The Sorcerer can task the magic to save a village from a dragon because he sees the suffering of the villagers and guides the magic toward that task, setting the parameters, the process, and the goal. He mentors the magic and gives it direction and purpose, locating it within a wider context. If he is wise, then he will use his Apprentice wisely, trusting him with a part of that quest once he is sure the young mouse understands the risk and responsibility that comes with it.
Mayer and colleagues (2025) studied entry-level consultants navigating the arrival of AI and found that these workers are fighting back against obsolescence by recrafting their roles to use more judgment and experience more connection with the company. They are taking themselves back down the path toward where junior employees used to be.
They are also engaging in what the researchers call “signal crafting,” using AI to frame their work in ways which highlight the value of their work and their contribution to company goals.
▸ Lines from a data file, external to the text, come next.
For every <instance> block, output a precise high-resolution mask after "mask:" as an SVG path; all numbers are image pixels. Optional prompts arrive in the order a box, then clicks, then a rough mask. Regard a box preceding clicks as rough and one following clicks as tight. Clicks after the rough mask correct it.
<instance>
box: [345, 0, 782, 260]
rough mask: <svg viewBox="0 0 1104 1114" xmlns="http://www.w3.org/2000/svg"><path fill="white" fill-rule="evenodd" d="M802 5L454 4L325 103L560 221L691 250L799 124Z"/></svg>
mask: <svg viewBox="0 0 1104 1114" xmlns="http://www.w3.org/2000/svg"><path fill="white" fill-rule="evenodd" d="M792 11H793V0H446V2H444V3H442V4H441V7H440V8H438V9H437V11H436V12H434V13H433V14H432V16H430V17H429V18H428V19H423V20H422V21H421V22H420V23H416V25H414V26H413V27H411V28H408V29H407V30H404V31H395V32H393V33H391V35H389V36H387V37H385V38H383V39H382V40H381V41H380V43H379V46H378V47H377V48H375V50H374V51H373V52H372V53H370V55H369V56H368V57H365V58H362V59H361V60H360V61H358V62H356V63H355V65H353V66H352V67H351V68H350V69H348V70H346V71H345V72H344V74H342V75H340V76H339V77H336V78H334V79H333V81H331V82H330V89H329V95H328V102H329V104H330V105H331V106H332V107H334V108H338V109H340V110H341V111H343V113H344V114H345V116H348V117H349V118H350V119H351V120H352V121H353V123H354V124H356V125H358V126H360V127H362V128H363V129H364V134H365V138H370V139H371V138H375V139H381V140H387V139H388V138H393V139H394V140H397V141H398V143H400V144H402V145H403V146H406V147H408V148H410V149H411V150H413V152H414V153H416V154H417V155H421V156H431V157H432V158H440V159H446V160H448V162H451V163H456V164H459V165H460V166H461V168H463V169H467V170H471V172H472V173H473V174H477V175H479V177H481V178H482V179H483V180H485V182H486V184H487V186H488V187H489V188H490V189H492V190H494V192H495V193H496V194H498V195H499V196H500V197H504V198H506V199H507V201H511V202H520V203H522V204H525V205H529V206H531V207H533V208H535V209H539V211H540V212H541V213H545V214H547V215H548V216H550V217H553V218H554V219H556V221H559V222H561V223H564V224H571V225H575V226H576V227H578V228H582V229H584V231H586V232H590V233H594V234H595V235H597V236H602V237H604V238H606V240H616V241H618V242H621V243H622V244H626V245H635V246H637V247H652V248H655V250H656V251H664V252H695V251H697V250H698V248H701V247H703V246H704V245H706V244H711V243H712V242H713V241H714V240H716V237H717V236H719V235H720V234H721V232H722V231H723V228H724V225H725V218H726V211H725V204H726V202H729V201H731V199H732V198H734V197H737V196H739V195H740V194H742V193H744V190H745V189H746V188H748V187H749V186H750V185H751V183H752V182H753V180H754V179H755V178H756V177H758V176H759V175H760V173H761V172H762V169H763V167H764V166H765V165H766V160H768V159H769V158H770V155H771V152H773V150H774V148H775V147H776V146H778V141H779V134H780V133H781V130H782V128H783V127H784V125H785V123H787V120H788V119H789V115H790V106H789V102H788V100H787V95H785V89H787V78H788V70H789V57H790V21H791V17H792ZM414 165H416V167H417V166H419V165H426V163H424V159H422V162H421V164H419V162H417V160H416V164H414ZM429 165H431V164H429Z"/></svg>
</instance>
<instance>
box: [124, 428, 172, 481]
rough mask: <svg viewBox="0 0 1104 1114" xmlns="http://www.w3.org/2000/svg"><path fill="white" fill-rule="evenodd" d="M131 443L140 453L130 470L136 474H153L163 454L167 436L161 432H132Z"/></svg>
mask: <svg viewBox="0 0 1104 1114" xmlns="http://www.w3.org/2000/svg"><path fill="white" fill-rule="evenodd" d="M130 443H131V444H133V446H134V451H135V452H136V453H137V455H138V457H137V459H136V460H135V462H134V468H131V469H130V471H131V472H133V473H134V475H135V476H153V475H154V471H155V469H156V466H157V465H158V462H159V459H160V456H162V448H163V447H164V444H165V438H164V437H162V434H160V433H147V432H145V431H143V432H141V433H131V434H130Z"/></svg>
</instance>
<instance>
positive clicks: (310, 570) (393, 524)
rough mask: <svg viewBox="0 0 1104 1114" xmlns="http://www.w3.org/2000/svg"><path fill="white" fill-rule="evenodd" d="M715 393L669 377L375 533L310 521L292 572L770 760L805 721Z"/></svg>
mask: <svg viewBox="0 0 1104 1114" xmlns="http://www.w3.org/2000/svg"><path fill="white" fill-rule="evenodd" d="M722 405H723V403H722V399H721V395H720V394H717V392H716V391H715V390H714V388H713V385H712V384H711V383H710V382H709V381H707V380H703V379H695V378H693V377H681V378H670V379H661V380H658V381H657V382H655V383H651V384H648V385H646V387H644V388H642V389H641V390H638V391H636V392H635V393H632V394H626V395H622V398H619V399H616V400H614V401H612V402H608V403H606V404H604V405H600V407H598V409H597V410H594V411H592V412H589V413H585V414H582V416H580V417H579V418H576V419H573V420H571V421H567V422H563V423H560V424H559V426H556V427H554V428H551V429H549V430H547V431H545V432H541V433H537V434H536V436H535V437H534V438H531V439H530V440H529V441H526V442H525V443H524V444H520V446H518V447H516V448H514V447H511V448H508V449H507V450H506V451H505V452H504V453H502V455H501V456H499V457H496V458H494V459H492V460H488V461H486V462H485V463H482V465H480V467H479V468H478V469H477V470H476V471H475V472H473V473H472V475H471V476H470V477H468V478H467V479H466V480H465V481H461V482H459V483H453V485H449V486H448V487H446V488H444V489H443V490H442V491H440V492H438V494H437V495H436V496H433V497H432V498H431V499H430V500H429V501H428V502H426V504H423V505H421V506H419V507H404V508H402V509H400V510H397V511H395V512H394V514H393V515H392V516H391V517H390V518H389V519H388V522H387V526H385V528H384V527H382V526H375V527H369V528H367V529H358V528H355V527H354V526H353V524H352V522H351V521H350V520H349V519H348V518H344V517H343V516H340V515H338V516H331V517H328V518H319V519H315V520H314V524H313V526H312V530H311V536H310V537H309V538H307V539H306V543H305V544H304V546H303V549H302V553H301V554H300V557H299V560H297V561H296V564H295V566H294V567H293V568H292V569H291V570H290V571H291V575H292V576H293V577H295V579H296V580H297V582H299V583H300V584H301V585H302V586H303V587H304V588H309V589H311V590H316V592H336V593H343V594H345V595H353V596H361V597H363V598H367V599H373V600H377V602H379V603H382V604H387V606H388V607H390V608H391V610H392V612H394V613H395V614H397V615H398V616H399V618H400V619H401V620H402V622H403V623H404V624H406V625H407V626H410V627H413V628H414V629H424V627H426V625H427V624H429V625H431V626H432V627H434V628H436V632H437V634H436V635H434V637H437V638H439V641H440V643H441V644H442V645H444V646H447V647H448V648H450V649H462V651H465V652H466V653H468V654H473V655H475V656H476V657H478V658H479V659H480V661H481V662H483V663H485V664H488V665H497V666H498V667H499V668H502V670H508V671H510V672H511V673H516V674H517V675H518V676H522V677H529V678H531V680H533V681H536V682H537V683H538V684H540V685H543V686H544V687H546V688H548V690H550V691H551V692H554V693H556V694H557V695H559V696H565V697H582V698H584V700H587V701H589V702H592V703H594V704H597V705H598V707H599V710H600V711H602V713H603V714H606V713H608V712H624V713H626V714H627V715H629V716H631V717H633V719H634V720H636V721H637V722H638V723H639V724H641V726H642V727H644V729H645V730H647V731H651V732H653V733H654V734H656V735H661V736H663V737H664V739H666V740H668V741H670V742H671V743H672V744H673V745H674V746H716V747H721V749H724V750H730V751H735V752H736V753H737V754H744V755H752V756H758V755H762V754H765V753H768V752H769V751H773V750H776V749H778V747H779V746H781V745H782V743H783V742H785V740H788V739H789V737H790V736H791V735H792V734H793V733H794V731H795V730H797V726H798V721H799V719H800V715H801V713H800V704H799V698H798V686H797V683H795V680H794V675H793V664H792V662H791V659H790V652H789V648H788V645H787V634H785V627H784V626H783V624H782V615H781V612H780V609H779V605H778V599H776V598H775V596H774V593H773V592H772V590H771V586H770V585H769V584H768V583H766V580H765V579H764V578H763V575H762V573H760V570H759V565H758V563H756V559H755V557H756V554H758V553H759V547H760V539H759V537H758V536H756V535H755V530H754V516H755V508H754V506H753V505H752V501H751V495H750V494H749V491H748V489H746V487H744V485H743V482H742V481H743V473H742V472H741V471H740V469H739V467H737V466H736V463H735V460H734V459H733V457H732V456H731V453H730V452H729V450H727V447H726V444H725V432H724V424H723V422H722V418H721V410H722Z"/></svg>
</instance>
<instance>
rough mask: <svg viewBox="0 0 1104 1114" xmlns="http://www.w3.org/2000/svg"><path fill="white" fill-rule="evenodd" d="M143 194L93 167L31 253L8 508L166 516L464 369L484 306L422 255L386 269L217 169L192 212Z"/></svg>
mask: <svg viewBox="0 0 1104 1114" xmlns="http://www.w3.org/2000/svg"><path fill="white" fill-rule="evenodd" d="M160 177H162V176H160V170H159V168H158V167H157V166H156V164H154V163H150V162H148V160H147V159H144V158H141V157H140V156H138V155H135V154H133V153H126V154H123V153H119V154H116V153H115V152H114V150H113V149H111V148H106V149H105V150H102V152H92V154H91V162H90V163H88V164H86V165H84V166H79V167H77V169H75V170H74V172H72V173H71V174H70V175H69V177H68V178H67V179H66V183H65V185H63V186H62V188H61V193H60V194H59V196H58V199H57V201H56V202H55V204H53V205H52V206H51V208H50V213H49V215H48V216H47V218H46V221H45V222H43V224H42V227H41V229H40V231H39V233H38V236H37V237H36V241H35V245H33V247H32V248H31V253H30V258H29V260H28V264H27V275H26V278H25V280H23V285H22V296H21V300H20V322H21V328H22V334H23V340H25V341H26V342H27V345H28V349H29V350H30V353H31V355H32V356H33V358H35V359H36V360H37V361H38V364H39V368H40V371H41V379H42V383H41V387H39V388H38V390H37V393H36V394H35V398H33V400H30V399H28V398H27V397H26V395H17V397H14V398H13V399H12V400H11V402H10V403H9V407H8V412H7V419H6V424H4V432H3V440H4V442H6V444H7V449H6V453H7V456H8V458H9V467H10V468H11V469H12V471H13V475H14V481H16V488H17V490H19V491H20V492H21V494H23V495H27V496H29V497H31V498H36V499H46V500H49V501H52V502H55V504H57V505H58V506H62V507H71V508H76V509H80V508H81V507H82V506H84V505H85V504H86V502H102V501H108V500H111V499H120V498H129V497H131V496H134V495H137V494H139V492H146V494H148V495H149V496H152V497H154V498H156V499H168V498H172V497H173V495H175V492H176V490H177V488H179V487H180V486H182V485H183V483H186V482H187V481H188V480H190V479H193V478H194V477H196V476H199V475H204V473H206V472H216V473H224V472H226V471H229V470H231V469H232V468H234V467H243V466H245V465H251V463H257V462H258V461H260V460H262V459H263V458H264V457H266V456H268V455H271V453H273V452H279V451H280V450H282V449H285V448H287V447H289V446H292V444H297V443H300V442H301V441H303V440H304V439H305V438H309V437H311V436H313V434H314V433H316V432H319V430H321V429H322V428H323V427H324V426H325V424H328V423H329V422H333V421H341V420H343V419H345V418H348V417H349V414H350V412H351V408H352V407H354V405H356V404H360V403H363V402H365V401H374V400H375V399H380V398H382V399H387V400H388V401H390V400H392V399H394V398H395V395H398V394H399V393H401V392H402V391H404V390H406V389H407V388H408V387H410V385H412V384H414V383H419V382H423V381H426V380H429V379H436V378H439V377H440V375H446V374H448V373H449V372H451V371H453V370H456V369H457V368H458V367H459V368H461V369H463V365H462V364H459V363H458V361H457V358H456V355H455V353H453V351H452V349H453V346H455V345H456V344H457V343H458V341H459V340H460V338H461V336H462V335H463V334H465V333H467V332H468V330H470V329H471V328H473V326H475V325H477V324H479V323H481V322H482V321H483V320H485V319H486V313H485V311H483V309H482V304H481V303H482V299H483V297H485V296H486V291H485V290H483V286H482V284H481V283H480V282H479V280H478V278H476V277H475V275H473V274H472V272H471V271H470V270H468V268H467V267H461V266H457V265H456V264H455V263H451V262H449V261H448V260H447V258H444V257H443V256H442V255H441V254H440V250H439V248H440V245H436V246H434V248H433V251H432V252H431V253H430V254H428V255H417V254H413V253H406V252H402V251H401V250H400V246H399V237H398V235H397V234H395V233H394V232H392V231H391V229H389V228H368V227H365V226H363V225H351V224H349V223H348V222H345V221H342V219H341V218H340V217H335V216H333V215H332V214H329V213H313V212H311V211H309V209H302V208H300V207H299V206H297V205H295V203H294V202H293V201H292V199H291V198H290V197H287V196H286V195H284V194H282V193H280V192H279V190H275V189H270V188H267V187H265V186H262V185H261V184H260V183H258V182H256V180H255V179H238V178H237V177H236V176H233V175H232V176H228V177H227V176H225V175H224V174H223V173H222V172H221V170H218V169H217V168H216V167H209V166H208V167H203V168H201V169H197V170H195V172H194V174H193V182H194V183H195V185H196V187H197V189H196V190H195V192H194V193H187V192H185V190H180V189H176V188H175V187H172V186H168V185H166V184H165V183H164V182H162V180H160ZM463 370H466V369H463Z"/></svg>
Apprentices are no longer cleaning the floors; they are overhauling the workplace and then using AI to make sure the Sorcerers notice what they have done. They are refusing to be demoted to custodians of the broom cupboard.
General George S. Patton said: “Never tell people how to do things. Tell them what to do and they will surprise you with their ingenuity” (Patton, 1947).
I’m not worried that AI will take everyone’s jobs. I’m hoping to see the ingenuity of a new generation of Apprentices.
References
- Duncker, K. (1945). On problem solving. Psychological Monographs, 58(5), 1–113. https://doi.org/10.1037/h0093599
- Dukas, P. (1897). L’apprenti sorcier [Symphonic poem]. A. Durand & Fils.
- Goethe, J. W. von. (1798). Der Zauberlehrling [The sorcerer’s apprentice]. In F. Schiller (Ed.), Musen-Almanach für das Jahr 1798. Vieweg. (Original work composed 1797)
- Green, F., & Henseke, G. (2016). The changing graduate labour market: Analysis using a new indicator of graduate jobs. IZA Journal of Labor Policy, 5, Article 14. https://doi.org/10.1186/s40173-016-0070-0
- Lave, J., & Wenger, E. (1991). Situated learning: Legitimate peripheral participation. Cambridge University Press.
- Lichtenberg, N. (2026, April 4). A Yale economist says AGI won’t automate most jobs — because they’re not worth the trouble. Fortune. https://fortune.com/2026/04/04/ai-jobs-future-not-important-enough-to-be-automated-yale/
- Mayer, A.-S., Mousavi Baygi, R., & Buwalda, R. (2025). Generation AI: Job crafting by entry-level professionals in the age of generative AI. Business & Information Systems Engineering, 67(5), 595–613. https://doi.org/10.1007/s12599-025-00959-x
- Morozov, E. (2013). To save everything, click here: The folly of technological solutionism. PublicAffairs.
- OpenAI. (2022, November 30). Introducing ChatGPT. https://openai.com/index/chatgpt/
- Patton, G. S. (1947). War as I knew it. Houghton Mifflin.
- Restrepo, P. (2025). We won’t be missed: Work and growth in the AGI world (NBER Working Paper No. 34423). National Bureau of Economic Research. https://doi.org/10.3386/w34423
- Walt Disney Productions. (1940). Fantasia [Film]. RKO Radio Pictures.